The researchers found that PHOX2B, NCF4, and ATG16L1 constitute genetic risk factors for Crohn's disease or colitis as well as numerous biological pathways not previously thought to play a role in Crohn's disease.
"The identification of the PHOX2B gene in this study may implicate a role for neuroendocrine cells of the intestinal epithelium as having a role to play in Crohn's Disease,” reports John D. Rioux, Ph.D., associate professor of medicine at the Montreal Heart Institute and the Universite de Montreal.
“In addition, the identification of the NCF4 gene indicates that altered reactive oxygen species production, important in the generation of an effective antimicrobial response, may lead to increased risk of developing the disease.”
The fact that the authors also found strong association of the ATG16L1 gene provides further evidence that an individual's response to microbes has an influence on susceptibility to Crohn's disease.

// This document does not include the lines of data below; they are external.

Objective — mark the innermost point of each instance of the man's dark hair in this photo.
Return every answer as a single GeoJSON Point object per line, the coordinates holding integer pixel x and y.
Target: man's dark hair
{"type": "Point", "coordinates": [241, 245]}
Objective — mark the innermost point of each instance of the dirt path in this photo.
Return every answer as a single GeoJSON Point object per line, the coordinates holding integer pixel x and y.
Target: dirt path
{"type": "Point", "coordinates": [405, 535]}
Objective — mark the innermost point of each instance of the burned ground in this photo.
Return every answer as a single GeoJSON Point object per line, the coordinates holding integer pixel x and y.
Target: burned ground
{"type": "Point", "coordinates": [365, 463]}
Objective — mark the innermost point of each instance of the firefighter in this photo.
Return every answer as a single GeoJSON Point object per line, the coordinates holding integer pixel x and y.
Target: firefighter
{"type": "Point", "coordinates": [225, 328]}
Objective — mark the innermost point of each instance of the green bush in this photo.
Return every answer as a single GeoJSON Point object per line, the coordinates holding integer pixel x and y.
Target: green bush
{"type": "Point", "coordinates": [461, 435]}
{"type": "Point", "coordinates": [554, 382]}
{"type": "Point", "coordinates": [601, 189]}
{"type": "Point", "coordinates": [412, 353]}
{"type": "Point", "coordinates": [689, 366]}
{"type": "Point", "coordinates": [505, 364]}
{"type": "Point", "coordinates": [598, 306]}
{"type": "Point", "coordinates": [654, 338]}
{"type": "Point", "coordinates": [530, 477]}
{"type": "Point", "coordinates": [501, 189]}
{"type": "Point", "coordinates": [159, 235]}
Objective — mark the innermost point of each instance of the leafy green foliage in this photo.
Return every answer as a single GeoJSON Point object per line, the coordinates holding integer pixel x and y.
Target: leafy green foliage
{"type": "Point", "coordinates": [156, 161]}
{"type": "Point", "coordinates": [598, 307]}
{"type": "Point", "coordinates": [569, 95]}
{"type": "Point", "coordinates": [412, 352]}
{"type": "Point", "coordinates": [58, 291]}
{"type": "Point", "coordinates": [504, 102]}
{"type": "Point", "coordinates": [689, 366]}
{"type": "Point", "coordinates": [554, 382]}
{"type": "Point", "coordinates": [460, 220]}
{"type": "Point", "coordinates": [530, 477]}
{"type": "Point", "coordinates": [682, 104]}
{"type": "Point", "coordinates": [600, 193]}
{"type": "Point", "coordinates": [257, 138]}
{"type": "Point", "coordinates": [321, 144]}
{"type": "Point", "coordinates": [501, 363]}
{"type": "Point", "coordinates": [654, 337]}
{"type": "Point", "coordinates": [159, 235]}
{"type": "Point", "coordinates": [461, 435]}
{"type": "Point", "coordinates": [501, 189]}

In addition to demonstrating its association to the disease, the authors found that ATG16L1 is essential for the normal autophagic process used to degrade worn-out cellular components and help eliminate some pathogenic bacteria. "We propose that genetic variation in the ATG16L1 gene leads to alterations in how the body uses autophagy and therefore may result in increased persistence of both cellular and bacterial components, leading to inappropriate immune activation and increased risk of Crohn's disease" adds Dr. Rioux.
The report appears in the April 15 online edition of Nature Genetics.